Suddenly Royan exclaimed, ‘There is something that I forgot to ask her.’ She left Nicholas and Mek standing, and ran down the trail calling after the other woman. Her voice floated back to where Nicholas stood watching her.
‘Tessay! Wait! Come back!’
Tessay turned and waited for Royan to catch up with her. While the two women stood talking together, Nicholas lost interest and turned to study the distant silhouette of the escarpment. With a sinking feeling in the pit of his stomach he saw that the thunderheads on the mountain tops were denser and more ominous than they had been only days before. The rains were building up swiftly now. He wondered if they really had as long as they hoped before the dam was threatened and they were driven out of the gorge by the rising waters.
He looked back down the path just in time to see Royan pass something to Tessay, who nodded and pushed it into the pocket of her jodhpurs. Then at last the two women embraced warmly, and Tessay turned away. Royan stood in the middle of the trail, watching until a bend in the valley hid Tessay from her. Then she walked slowly back to where Nicholas waited.
‘What was all that about?’ he wanted to know, and she smiled mysteriously.

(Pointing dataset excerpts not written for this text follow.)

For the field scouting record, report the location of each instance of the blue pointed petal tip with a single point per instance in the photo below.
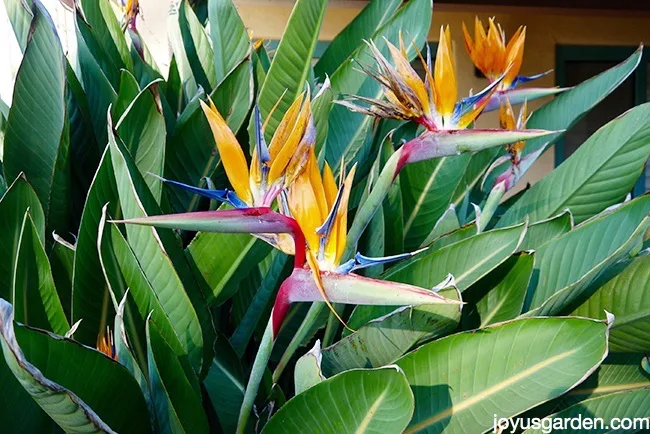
(325, 229)
(260, 143)
(226, 196)
(361, 261)
(521, 79)
(467, 104)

‘Girls’ secrets. There are some things that it’s best you brutish males don’t know about.’ But when Nicholas raised an eyebrow at her, she relented and told him, ‘Tessay will ask Geoffrey Tennant to send a message to Mummy, just to let her know that I am all right. I don’t want her to worry about me.’
As they climbed back down the scaffolding to where the fly camp had been set up on the rock ledge beside Taita’s pool, Nicholas thought how fortuitous it was that Royan had her mother’s phone number already written down to hand to Tessay, and he wondered at this sudden urge of Royan’s to report her whereabouts to her mother. ‘I wonder what she is really up to?’ he mused. ‘I will try and wheedle it out of Tessay when she returns.’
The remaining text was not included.